Mutli GPU
I was conducting an experiment to run LoRAX (https://github.com/predibase/lorax) on multiple GPUs. However, I did not observe any improvement in the results; in fact, the throughput was even worse.
For sequence calls, the throughput for 1x GPU is better than 2x GPU!
Code for sequence calls:
def tgi_server(prompt):
headers = {'Content-Type': 'application/json'}
url = f'.../generate'
data = {
"inputs": prompt,
"parameters": {
"max_new_tokens": 1000,
"temperature": 1.0,
"top_p": 0.99,
"do_sample":False,
"seed": 42
}
}
response = requests.post(url, json=data, headers=headers)
# print(response.status_code)
res = response.json()
# print(res)
# print(response.status_code)
return res
if __name__ == '__main__':
for index, sample in enumerate(input_sample_data):
input_text = '...'
input_str = f'"""{input_text}"""'
template = f"""[INST] <<SYS>> ...
<</SYS>>
{input_str}[/INST]"""
print("starting on {}".format(InsightSourceId))
s0 = time()
# print(template)
response = tgi_server(template)
s1 = time()
# print(response)
response = response["generated_text"]
I asked this question from LoRAX team, and they mentioned:
This isn't surprising if your GPUs are connected via PCIe. Unless you're using NVLink, the network overhead of GPU-to-GPU communication will, in most cases, be the bottleneck for inference.
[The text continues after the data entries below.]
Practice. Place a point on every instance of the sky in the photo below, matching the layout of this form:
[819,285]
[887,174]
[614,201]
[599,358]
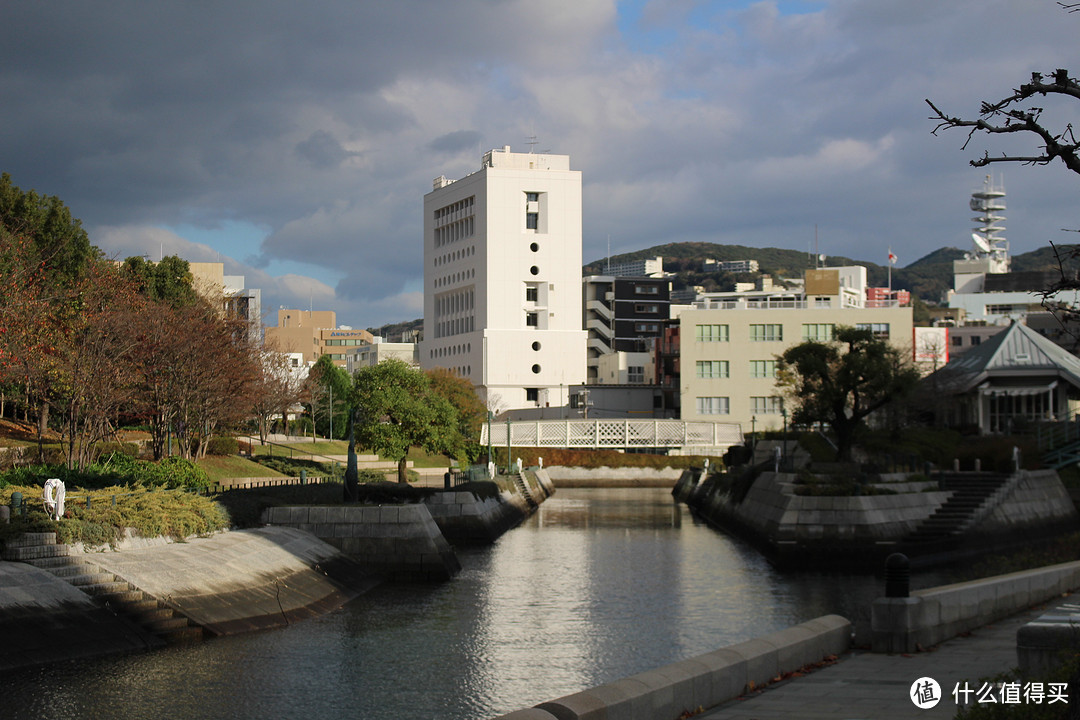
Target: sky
[295,141]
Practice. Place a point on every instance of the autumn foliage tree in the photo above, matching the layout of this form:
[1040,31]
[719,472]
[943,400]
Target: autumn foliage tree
[842,382]
[396,409]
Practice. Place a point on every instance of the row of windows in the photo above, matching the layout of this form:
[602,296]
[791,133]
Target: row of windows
[456,255]
[758,405]
[456,326]
[449,350]
[532,211]
[456,277]
[446,211]
[348,342]
[714,369]
[455,231]
[774,331]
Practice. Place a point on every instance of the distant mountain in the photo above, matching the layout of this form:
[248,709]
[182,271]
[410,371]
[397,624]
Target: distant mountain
[393,331]
[928,277]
The main situations where you would want to use multi-GPU would be: When the model is too large to fit on a single GPU When your GPUs are connected by NVLink If neither condition is met, you're definitely better off on a single GPU.I am using 2x L40 on Runpod
GitHub
GitHub - predibase/lorax: Multi-LoRA inference server that scales t...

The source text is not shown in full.